What is more important to Julius, as he is beginning to say more frequently, is to play an ambassadorial role, as he takes his art around the world. A day before leaving for London aboard Virgin Nigeria, he told me ‘this is beyond Julius Agwu and crack ya ribs. I want people to know that we have talents in Nigeria. I’m using the show to play an ambassadorial role, to make people focus on the talents and opportunities in Nigeria. We’re tired of all these talk about corruption and poverty. Let’s play up the good things in this country my brother’. Considering that the concept has now been executed on three continents (Africa, Europe and America), the 33 year-old bachelor may be on the right path towards achieving his goal. And, if looked at, in tandem with the efforts of other comedians who are taking their arts to the farthest ends of the world, then it may be easy to see that, just like present day music of Nigerian origin, contemporary stand-up comedians appear to be doing far more effective image laundering for Nigeria, than a million slots on CNN will ever do.
The only issues at stake, according to experts who are following the industry keenly, is the amplification of ethnic rancour all in a bid to make people laugh.

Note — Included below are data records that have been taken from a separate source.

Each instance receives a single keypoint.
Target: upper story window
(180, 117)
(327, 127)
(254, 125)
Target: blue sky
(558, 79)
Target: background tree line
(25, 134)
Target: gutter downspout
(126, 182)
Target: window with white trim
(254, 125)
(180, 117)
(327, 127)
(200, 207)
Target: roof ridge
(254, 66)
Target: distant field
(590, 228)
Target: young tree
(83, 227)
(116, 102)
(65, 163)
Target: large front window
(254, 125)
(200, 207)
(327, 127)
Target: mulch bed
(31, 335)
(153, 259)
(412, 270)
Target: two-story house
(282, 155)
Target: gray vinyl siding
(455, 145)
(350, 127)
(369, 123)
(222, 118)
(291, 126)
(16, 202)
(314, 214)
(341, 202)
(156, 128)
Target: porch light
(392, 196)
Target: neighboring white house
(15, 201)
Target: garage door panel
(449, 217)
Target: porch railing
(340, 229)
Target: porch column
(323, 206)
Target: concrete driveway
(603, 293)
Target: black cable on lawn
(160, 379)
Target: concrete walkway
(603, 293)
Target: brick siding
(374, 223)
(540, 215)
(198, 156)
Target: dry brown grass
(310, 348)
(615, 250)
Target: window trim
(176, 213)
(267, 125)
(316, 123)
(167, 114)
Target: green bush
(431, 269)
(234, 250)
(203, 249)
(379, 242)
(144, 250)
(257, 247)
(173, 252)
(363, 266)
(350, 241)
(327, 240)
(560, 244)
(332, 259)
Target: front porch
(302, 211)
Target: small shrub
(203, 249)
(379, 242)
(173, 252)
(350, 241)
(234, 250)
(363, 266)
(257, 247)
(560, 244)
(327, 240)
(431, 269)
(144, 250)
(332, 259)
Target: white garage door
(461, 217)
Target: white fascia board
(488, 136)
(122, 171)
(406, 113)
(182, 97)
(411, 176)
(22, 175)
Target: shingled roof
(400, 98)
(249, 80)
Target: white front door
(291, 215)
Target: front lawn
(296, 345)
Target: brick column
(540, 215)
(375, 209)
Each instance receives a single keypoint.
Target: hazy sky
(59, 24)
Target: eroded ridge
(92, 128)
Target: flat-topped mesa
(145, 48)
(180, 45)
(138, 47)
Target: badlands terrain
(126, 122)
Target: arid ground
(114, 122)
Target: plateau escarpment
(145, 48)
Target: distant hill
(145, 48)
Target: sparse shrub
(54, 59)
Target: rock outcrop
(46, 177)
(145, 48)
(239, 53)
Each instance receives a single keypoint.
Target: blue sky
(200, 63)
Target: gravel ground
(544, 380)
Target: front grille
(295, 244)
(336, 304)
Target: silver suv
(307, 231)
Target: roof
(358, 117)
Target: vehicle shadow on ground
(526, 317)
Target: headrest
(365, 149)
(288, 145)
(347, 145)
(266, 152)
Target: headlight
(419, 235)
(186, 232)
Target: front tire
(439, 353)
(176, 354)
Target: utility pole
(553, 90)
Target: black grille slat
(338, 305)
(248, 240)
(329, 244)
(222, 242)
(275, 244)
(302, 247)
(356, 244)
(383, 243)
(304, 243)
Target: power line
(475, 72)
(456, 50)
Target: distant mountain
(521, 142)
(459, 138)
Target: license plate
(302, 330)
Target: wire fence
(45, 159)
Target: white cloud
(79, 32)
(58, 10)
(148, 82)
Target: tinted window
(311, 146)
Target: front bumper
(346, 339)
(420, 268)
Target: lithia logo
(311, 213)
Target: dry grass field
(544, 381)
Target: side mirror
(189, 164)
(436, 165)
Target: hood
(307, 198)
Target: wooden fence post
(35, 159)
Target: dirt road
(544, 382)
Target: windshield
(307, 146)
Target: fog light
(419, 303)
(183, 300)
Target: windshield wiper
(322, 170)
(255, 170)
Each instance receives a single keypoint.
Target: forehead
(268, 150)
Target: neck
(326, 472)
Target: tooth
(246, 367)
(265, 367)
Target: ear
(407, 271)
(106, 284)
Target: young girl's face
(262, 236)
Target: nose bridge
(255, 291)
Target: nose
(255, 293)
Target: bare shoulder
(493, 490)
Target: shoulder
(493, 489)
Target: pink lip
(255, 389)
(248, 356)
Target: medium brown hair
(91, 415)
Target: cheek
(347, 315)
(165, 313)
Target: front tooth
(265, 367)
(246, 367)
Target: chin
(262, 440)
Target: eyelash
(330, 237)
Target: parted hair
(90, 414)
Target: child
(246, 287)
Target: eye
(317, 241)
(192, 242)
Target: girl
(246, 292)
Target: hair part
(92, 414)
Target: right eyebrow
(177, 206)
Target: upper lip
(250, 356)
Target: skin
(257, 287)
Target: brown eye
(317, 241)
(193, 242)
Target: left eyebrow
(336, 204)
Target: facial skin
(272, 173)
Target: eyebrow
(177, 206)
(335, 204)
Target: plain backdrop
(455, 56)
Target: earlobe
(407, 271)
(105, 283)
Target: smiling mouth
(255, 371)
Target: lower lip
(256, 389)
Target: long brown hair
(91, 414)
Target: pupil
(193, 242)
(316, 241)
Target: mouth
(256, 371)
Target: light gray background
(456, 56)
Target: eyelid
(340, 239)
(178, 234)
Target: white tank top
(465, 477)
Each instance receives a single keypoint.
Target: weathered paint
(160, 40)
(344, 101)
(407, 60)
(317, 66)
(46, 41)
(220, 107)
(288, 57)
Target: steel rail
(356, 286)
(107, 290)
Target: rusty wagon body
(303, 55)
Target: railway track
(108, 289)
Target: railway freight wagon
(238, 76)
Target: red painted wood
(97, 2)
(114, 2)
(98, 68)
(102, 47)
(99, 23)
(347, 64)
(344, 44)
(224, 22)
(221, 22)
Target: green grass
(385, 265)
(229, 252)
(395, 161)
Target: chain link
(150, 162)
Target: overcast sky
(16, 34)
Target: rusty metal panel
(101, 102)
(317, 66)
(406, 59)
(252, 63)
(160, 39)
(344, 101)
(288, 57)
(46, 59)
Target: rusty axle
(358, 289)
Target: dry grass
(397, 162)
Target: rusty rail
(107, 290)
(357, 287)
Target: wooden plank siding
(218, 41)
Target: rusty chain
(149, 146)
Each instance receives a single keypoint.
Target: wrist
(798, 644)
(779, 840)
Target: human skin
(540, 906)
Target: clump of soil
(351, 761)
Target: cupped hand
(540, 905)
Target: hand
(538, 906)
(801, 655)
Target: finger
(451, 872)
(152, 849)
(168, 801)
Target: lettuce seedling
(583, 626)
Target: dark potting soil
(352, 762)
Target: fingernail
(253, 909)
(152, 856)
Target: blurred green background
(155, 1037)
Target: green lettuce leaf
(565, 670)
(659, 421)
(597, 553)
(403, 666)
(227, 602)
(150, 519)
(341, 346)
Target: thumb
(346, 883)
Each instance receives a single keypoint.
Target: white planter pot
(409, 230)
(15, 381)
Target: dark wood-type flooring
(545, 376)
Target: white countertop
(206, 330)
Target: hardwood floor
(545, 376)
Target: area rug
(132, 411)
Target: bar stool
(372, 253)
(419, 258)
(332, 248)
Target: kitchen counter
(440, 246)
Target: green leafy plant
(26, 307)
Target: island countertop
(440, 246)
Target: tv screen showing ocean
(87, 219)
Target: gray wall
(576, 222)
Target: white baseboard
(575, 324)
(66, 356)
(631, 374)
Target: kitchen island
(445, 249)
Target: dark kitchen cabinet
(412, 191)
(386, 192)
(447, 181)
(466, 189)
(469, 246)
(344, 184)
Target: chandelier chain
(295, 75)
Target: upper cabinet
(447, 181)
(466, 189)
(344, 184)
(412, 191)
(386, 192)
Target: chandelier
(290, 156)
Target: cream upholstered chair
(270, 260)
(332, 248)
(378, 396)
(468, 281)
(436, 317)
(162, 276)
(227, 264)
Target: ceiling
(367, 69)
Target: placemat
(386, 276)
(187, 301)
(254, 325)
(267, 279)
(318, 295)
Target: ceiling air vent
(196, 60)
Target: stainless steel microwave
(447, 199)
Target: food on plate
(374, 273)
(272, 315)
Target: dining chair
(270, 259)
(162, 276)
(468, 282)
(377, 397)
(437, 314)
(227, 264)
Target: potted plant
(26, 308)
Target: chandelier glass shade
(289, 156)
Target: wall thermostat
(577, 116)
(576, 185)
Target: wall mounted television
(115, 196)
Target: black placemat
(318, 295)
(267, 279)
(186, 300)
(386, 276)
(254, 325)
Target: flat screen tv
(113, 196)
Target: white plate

And the burden of repetition and recycling jokes. Many are already of the opinion that, apart from a few, if you’ve heard an average Nigerian stand up once, you may as well keep away from him for a while, if you’re averse to repetition. And then, doesn’t it make you cringe in your seat, when you listen to comedian A trying too hard to tell a joke comedian B told at an event you attended sometime last month?